Monday, December 4, 2006

Lameness Post-Mortem

Okay, so it was lame. But since I NEVER turn down free booze and food (such as it was - do a sushi station and a make-your-own taco station plus a band of roving waitrons wielding platters of weenie croissants really count as food? Survey says, NO) I dutifully put on my shiny party outfit and cabbed it into the office. Just what a New York City Girl wants to do on a Saturday night.

Now, for the uninitiated, or those who didn't have the pleasure of reading the NY Times last Sunday, yes Virginia, Saturday night IS the most "over" night of the week for New Yorkers. We are not going out on Saturday nights any more. We've ceded that night to the bridge & tunnel crowd. We stay in so the Todt Hill Express bus can drop the Red Bull and vodka crowd at the edge of the meatpacking district to slobber all over each other and hope in vain to catch a glimpse of a b-list celeb or maybe see Lindsay Lohan publicly humiliate herself once again.
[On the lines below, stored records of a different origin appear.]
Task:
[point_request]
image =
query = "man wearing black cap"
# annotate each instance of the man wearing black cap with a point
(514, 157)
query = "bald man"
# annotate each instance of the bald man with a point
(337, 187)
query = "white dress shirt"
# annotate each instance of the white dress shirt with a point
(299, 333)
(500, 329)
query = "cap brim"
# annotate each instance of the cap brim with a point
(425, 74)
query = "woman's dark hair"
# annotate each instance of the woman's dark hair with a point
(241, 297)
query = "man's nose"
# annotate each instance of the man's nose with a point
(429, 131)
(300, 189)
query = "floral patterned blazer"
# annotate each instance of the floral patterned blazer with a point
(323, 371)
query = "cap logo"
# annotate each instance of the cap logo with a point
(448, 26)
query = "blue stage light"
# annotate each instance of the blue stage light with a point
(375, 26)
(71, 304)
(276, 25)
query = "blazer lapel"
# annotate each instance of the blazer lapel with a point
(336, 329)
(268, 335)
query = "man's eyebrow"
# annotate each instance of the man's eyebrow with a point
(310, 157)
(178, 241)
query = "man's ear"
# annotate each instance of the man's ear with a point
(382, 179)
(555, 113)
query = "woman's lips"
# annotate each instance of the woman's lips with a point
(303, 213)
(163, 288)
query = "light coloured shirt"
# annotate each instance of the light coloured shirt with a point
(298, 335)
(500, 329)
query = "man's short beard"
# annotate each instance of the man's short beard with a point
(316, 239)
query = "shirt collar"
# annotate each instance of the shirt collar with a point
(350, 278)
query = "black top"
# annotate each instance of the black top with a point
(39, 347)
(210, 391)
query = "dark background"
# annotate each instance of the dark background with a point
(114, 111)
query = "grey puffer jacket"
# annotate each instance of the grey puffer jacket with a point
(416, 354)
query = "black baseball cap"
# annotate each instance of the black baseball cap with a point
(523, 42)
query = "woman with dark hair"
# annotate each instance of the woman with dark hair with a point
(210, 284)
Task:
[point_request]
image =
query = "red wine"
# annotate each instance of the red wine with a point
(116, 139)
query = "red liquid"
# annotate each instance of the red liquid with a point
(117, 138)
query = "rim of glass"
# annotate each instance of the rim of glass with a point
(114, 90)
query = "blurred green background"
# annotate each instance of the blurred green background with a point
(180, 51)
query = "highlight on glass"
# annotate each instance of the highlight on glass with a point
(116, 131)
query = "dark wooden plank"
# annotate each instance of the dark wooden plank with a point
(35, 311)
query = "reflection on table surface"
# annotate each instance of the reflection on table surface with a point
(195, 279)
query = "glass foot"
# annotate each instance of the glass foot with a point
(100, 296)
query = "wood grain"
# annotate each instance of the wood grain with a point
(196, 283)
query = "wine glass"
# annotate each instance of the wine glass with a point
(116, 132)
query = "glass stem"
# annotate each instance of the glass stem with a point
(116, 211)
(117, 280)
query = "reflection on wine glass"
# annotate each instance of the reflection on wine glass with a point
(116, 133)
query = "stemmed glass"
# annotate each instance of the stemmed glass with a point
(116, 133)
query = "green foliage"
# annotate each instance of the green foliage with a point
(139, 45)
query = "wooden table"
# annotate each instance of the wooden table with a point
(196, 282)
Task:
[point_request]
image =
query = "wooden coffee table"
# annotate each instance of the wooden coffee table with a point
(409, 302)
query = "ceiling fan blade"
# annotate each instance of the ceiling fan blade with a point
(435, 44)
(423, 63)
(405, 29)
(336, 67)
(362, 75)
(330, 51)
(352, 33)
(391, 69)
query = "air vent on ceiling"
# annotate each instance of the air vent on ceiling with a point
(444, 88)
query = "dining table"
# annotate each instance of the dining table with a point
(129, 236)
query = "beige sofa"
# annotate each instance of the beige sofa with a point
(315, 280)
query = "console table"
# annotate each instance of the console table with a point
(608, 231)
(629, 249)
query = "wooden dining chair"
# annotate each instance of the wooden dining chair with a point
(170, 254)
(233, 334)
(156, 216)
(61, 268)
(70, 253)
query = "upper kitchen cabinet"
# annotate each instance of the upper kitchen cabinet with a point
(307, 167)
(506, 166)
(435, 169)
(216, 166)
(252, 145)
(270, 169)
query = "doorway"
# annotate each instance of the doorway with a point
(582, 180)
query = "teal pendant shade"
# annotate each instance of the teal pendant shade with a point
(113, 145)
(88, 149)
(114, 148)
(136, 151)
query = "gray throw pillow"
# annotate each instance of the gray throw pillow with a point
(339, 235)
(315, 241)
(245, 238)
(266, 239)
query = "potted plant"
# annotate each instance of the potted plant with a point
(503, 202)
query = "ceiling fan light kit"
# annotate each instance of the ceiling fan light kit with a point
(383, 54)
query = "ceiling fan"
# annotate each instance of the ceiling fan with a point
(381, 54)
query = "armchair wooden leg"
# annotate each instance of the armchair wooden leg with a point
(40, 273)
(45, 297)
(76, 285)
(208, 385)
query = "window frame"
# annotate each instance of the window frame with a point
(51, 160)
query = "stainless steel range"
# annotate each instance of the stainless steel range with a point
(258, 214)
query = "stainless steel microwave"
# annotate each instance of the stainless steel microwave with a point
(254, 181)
Once you read about a "trend" in the Times, you can pretty much guarantee that it's either completely over or on the tipping point of over-ness. There's nothing quite like the Paper of Record to breathlessly relate the "latest thing" which we who actually live here have been quietly doing for at least five years. Or maybe they do it on purpose... you know, keep the thing on the down low until we have exhausted all its coolness, then put it in the Sunday Styles section so people from New Jersey can feel hip. Face it, once people from Staten Island and New Jersey are doing it, it's got the stink of "over" and we quietly move on to other pleasures that we diligently keep secret from the rubes. Why do you think we all moved to Brooklyn? We're actively TRYING to keep away from you people.

So anyway, back to the "party." As far as office parties go, I guess it was okay - inoffensive and bland, culturally stultified and blah blah blah. People got very, very, very drunk. But if people are getting very, very, very drunk and NOT misbehaving, what the hell kind of fun is that? What happened to "drunk and doing stupid things"? There are lots of tales of massive hangovers that have carried into this morning (my own included) yet not one whiff of bad gossip.
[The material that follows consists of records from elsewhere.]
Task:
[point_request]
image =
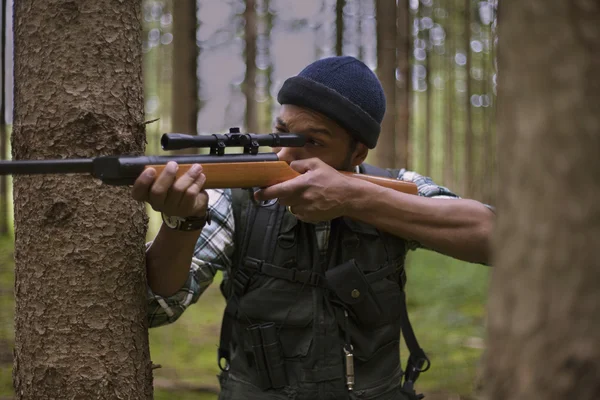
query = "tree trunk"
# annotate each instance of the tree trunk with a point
(3, 133)
(80, 325)
(403, 91)
(469, 137)
(544, 311)
(448, 164)
(249, 85)
(385, 12)
(429, 93)
(339, 27)
(184, 105)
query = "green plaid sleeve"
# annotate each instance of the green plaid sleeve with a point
(213, 252)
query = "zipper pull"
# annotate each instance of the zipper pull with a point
(349, 358)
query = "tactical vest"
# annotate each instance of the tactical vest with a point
(300, 324)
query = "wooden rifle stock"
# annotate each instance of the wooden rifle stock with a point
(263, 174)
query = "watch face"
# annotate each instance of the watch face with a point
(171, 222)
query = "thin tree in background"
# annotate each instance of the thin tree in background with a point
(425, 11)
(450, 89)
(4, 228)
(403, 84)
(184, 103)
(267, 68)
(249, 85)
(544, 309)
(359, 29)
(80, 284)
(339, 27)
(385, 12)
(469, 157)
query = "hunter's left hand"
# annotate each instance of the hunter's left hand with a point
(319, 194)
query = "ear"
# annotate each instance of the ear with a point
(360, 154)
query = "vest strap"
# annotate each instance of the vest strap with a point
(289, 274)
(322, 374)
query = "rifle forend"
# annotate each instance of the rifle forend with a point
(247, 170)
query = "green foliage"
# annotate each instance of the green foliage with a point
(446, 301)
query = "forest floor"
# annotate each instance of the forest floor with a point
(446, 304)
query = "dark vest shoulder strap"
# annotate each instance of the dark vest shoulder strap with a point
(418, 361)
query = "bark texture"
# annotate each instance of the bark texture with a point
(544, 311)
(385, 151)
(80, 326)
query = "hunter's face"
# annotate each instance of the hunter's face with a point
(325, 139)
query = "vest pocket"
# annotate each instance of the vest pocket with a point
(290, 310)
(349, 284)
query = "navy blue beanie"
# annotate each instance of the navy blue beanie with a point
(345, 90)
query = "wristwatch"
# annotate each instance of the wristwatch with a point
(186, 224)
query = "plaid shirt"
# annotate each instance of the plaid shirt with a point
(215, 247)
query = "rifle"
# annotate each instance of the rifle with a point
(246, 170)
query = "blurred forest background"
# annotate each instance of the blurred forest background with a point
(213, 64)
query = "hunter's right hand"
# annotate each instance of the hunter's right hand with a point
(176, 197)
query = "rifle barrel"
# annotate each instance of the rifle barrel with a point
(29, 167)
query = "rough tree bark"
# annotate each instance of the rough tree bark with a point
(3, 133)
(249, 85)
(80, 324)
(385, 11)
(544, 311)
(184, 106)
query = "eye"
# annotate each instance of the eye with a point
(314, 142)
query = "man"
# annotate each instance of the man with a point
(313, 266)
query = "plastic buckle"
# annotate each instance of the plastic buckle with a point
(223, 355)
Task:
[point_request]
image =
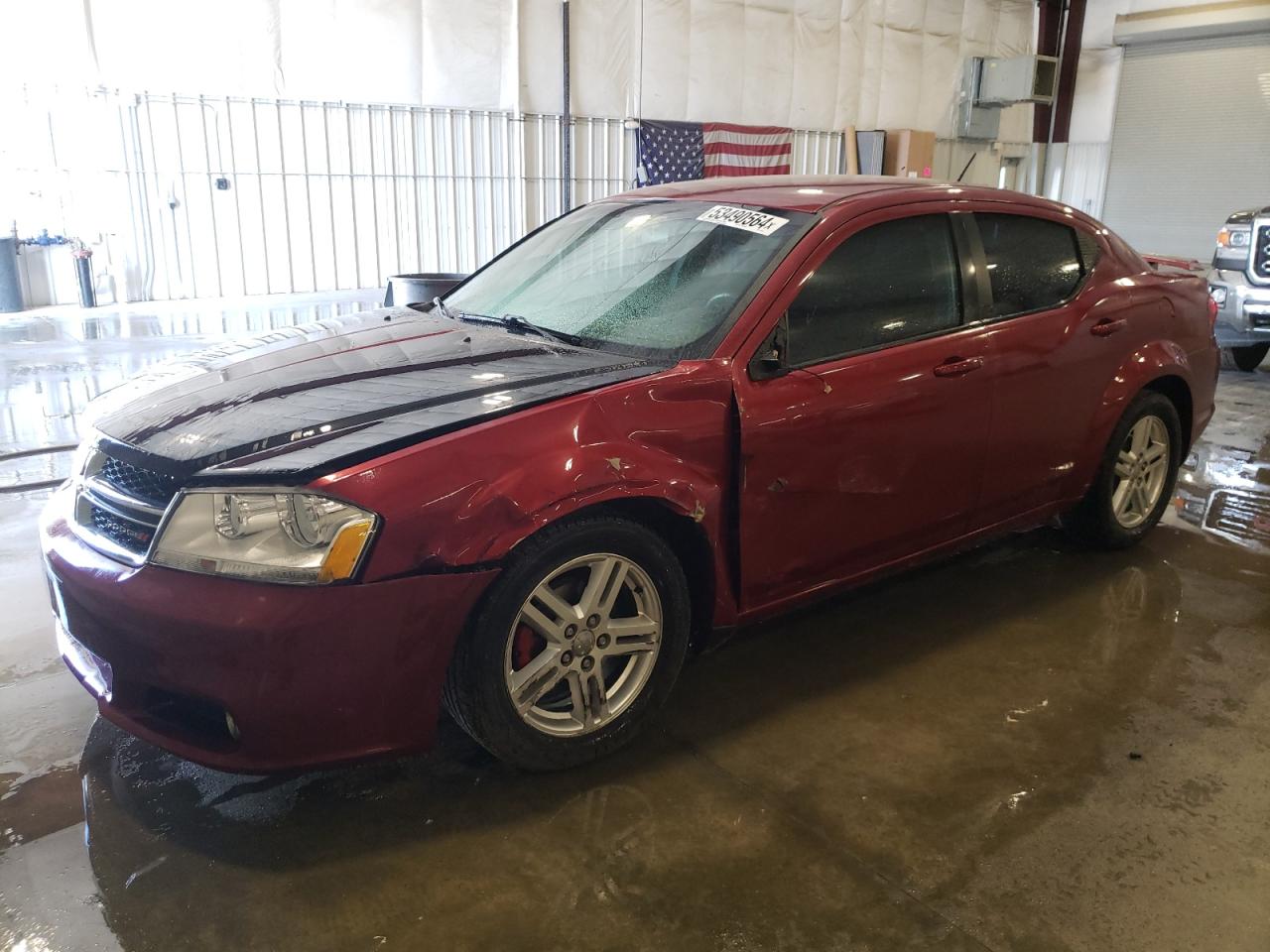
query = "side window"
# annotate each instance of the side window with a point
(1033, 263)
(884, 285)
I liked the piano player. When I tried to bolt at 9:30 she begged me to stay because I was the only "cool person" there (her words, not mine) and we would go out after the gig. So, against my better judgement, I stayed... and stayed... Many glasses of bad red wine later, Missy PlunkPlunk of Pianoville decided to just go back to Brooklyn, meaning I had stayed past pumpkin time and gotten drunk for NOTHING. Not to mention that I observed that she is very chummy with the Retoucher formerly known as Hot, who has of late been demoted back to buck private and put back in the category, "Doesn't really exist for me any more here at the office."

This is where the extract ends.